Era difícil discernir si era de día o de noche en el Circo de las Sombras pues una eterna tenebrosidad envolvía la caverna que era tímidamente iluminada por algunas lámparas y candelas que emitían llamas púrpuras y azuladas.
Pequeñas chozas se extendían por el lugar donde vendedores sospechosos comercializaban con su mercancía y eruditos de la magia practicaban sus misteriosos conjuros.
Había una barraca, próxima a la entrada a la Sima Ígnea, que se había convertido en un lugar de culto para los seguidores de la fe de la Sombra Olvidada y que servía de hogar para aquel que mantenía el pequeño santuario, el cardenal Claude Lammenais.
El viejo sacerdote no-muerto se hallaba de pie en el centro de la estancia, envuelto en una neblina de incienso que le ayudaba en su meditación. De repente, alguien entró.
– ¡Buf! Madre mía, con tanto humo esto me recuerda a Teldrassil -profirió el profesor Malady- ¿Se te ha incendiado el altar o te has pasado con las hierbas de tu incienso?
– Se trata de un incienso especial que me ayuda a despejar la mente y escuchar mejor la voz de la Sombra.
– Bueno, en el campo de la ciencia a eso lo llamamos adicción. En cualquier caso -dejó un saco cerca de la entrada- Agh, pensaba que me iba a herniar… Aquí tienes, los ungüentos que me pediste para repartir a nuestro pueblo.
– Bien… Hay que estar preparados.
– ¿Uhm?
– Para lo que se avecina sobre nosotros.
– ¿De qué hablas, cardenal? La guerra ha acabado, las facciones han cesado el conflicto bélico. Estamos en relativa paz.
– ¿Eso creéis?
A pesar de la aparente calma que reinaba en Azeroth tras el fin de la ahora conocida como la Cuarta Guerra, había algo que no acababa de encajar del todo bien. Desde hacía tiempo, Lammenais había sentido como la energía del Vacío iba creciendo… los pequeños murmullos se tornaban en voces que aullaban sobre miles de futuros abominables.
– ¿A lo mejor hay algo que me he perdido?
– Algo terrible se acerca profesor, lo presiento.

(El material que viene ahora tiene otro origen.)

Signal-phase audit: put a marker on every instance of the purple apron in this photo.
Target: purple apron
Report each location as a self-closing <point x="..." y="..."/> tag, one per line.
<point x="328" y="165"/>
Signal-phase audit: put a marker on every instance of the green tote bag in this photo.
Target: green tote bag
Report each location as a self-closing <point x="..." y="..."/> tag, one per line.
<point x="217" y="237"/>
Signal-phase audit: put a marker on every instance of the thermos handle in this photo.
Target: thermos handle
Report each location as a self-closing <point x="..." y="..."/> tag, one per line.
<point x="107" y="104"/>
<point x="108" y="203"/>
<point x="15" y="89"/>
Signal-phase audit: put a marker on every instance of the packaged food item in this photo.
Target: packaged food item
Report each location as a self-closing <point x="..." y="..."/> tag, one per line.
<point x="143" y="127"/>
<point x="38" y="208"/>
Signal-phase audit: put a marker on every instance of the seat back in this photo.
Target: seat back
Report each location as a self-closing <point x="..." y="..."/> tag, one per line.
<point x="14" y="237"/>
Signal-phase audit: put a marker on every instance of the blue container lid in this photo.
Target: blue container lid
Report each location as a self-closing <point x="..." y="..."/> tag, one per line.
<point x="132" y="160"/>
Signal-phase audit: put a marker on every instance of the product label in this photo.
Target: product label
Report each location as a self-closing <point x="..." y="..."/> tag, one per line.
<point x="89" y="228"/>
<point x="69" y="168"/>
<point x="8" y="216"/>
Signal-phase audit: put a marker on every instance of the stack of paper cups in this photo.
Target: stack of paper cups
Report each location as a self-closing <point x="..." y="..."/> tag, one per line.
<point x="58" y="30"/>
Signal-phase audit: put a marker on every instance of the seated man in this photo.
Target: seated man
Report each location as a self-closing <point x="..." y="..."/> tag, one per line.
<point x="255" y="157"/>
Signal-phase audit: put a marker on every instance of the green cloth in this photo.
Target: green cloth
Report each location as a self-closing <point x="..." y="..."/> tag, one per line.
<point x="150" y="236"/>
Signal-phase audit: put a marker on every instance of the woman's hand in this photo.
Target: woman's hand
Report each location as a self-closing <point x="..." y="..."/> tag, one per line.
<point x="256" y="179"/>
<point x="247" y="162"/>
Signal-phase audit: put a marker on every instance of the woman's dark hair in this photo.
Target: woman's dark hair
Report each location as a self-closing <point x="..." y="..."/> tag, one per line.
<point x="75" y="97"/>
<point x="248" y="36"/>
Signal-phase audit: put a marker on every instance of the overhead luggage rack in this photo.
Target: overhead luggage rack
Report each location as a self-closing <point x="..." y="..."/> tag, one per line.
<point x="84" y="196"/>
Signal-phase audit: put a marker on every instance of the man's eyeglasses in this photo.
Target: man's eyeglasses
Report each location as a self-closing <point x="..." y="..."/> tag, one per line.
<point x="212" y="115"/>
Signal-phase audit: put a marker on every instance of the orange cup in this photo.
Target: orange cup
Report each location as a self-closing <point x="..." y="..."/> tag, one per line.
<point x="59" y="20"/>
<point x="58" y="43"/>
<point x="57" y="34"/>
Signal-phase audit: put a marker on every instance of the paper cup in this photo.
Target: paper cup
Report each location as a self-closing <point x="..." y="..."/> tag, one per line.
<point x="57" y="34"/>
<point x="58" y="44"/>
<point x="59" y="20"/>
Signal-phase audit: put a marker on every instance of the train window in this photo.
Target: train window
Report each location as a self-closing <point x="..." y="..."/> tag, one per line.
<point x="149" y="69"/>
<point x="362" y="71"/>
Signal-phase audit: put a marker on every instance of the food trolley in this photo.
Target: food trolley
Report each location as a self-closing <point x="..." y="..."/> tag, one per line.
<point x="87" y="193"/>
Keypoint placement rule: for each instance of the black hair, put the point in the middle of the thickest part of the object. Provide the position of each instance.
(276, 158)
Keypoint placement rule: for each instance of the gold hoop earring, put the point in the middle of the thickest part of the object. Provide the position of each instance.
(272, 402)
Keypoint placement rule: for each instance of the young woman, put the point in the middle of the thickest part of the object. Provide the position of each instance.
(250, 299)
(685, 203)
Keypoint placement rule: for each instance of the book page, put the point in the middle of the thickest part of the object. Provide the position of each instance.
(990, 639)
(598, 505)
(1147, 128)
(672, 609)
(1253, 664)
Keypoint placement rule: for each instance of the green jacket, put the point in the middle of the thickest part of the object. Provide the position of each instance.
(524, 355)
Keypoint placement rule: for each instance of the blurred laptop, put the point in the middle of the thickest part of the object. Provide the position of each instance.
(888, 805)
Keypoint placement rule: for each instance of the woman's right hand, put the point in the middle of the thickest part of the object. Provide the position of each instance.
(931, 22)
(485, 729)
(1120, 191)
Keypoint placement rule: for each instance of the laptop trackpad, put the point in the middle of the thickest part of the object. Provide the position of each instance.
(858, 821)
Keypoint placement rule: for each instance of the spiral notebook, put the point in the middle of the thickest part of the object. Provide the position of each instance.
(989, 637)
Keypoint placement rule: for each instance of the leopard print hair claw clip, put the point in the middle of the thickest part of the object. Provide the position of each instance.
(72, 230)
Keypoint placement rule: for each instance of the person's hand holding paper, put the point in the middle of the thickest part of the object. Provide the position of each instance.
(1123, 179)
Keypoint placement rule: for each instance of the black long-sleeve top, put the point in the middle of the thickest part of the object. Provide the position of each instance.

– Uhm… ya… Bueno, si no le importa a su eminencia tenebrosa me retiraré. Tengo asuntos que atender, entre ellos pillar a una desgraciada trol que me robó el otro día. Que pases un oscuro día, cardenal.
El profesor Malady se fue de la choza dejando a solas al viejo sacerdote, abstraído en sus pensamientos. Al cabo de un rato, caminó hacia una cortina que daba paso a su modesto aposento. Era una habitación rudimentaria con un armario con libros polvorientos, una mesa rectangular y algo podrida que tenía dibujado en la madera lo que parecía ser las teclas de un órgano y, sobre esta, destacaba un objeto circular colgado de la pared, cubierta con un paño grisáceo.
Claude retiró con delicadeza el velo que reveló un antiguo espejo roto al que le faltaban varias trizas y que era de color negro. El sacerdote acarició con su decrépita mano la fracturada superficie del espejo.
– Me pregunto si soportaremos su canto maldito.
El cardenal puso ambas manos sobre la mesa con las teclas pintadas. Titubeó durante unos instantes y con lentitud empezó a tocar esos dibujos como si de un teclado real se tratase.
No hubo música alguna que sonase, lo único que se podía escuchar era el suave tacto al tocar con sus no-muertas manos la madera descompuesta de la mesa.
Mas en la mente de Claude Lammenais una sonata cobraba forma llena de una entristecida musicalidad. Nadie podía oírla excepto él y, quién sabe, las voces siniestras que amenazaban con traer el crepúsculo una vez más sobre Azeroth.